During those long, lonely, and dark years, she hoped countless times to see the figures of her compatriots, but apart from their cold bodies and the new humans who lived in caves in grass skirts and animal skins and were almost like wild beasts, there was nothing else.

After researching and discovering this facility hidden on the desolate continent, she once held onto hope, or at least had a glimmer of hope for the revival of civilization.

Unfortunately, things didn't go as planned. The ability to transcend time and space required unimaginable, surging energy. The solar energy receiving/transmission pipelines built in near-Earth orbit and perihelion were destroyed by the aliens. It wasn't until a thousand years after she sank into her dream that the so-called teleportation device was discovered by the first group of new humans who arrived there due to the aging and circuit failure of some power-consuming plots.

Ancient scientific wonders were revered by the monks as palaces of gods, and the occasional projections of autonomous consciousness from the cores of ancient machines were also given the name of gods.

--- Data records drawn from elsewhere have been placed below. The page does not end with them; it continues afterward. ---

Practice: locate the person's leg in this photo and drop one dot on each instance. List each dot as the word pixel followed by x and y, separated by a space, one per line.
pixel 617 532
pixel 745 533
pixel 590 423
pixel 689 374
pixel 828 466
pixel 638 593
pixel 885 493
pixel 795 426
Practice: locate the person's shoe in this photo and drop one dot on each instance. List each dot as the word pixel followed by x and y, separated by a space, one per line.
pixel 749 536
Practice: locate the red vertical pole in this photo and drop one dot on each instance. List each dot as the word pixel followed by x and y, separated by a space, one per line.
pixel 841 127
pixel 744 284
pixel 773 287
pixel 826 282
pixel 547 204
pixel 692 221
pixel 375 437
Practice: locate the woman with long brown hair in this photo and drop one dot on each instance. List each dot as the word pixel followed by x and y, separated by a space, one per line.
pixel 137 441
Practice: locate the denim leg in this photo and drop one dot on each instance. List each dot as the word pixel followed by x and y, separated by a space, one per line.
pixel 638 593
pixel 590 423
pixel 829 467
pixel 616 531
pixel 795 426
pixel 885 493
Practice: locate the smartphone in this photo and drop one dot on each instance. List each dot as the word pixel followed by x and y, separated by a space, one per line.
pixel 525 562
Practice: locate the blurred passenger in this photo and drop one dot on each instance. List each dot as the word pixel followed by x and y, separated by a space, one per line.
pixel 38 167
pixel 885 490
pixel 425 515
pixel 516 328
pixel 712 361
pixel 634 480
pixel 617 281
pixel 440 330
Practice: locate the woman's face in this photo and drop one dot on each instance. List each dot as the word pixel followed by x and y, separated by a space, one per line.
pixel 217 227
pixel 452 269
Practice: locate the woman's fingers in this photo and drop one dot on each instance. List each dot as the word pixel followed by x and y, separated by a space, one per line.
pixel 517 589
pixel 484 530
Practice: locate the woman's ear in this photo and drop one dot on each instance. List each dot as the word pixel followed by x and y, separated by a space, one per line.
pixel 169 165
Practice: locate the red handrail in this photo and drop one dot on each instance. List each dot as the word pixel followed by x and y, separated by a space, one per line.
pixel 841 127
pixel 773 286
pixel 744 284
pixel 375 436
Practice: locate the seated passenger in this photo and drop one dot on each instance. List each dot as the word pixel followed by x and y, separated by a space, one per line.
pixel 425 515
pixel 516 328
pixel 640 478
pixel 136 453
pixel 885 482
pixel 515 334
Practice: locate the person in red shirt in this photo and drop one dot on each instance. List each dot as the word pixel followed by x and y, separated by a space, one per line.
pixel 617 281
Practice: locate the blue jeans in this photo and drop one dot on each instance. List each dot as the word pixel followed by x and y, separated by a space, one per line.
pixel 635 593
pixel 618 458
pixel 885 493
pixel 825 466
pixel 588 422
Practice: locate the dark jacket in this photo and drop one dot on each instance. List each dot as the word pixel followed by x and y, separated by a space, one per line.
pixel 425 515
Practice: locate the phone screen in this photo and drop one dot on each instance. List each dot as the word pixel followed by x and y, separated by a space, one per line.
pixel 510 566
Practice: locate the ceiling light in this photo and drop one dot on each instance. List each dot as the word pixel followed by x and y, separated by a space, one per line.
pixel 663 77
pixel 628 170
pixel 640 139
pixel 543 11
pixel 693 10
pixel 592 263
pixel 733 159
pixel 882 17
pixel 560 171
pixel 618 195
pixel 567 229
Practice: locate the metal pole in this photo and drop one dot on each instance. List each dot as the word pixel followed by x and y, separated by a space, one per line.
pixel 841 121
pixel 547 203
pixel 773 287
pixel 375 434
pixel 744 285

The church was built upon it, but the old humans who finally arrived through the portal were controlled by the ignorance of the new humans.

This plan had never had a positive effect in the previous thousands of years, but it helped the primitive monotheistic worship to expand all the way.

At this moment, she stood in a room in the city of Dela Leyen. Everything she had done had not been in vain. After waking up, she saw her compatriots from the past for the first time, and she saw the glory of the old human civilization shining on this land once again.

Raffarin Law tapped her pen on the white paper laid out on the tilted drafting table, the scattered papers around her densely covered with all her calculations and thoughts.

She raised her hand, the terminal in her hand now connected to a signal transmitter tens of thousands of kilometers away through the night's ionosphere. With just one more button pressed, a signal could penetrate the atmosphere and be sent to the solar system via a star.

However, she looked at the sky and realized that among these beautiful stars, there might very well be old enemies hiding.

She hesitated for a moment, then Alice's silvery-white hair caught her attention. The young girl, holding a board with documents clipped to her hands, had fallen asleep on the sofa, while the pencil she was holding in her other hand had already fallen to the floor.

She noticed the ink writing and wiping marks on the girl's left hand, a flaw that added a touch of life to the porcelain doll-like beauty of the girl in a suit and with her hair in a high ponytail.

She suddenly thought of something, sighed, and then turned off the monitor strapped to her left forearm.

She finally raised her head to look at the stars, then towards Earth—the direction of home. Hundreds of light-years away lay that eternally blue planet from her memories.

She loves the Earth and humanity deeply, both then and now.

But time changes everything. Tears welled in Raffarin Lau's eyes. Perhaps she would live to see that blue planet again, or perhaps not.

The artificial ring islands surrounding Amelansi IV have long been turned into deadly ruins by alien enemies, and the ancient automated defense computer has lost control due to nuclear contamination and overload.

There were no ready-made staircases to space. She thought to herself, then turned her gaze to the Galileo telescope beside her. Through the small telescope, she saw the wreckage of UNS-Amelansi IV orbiting Amelansi IV. It had become a satellite orbiting a new civilization, and whenever the nascent human civilization stepped into space, it would receive a gift from its predecessors.

But now—Raffarin Law gently snatched the whiteboard from Alice's hand and began to annotate with his pen.

As the two moons set and rose again, Alice opened her eyes. The setting sun pierced the darkness, shining across the vast plain. She felt herself leaning against something, and that thing was also leaning against her.

She turned her head, and there was Raffarin Law with his eyes closed and his mouth slightly open, his timeless beauty right above her. Alice was stunned for a moment, then closed her eyes again and continued to lean against Raffarin Law.

Alice thought to herself, "I should sleep a little longer."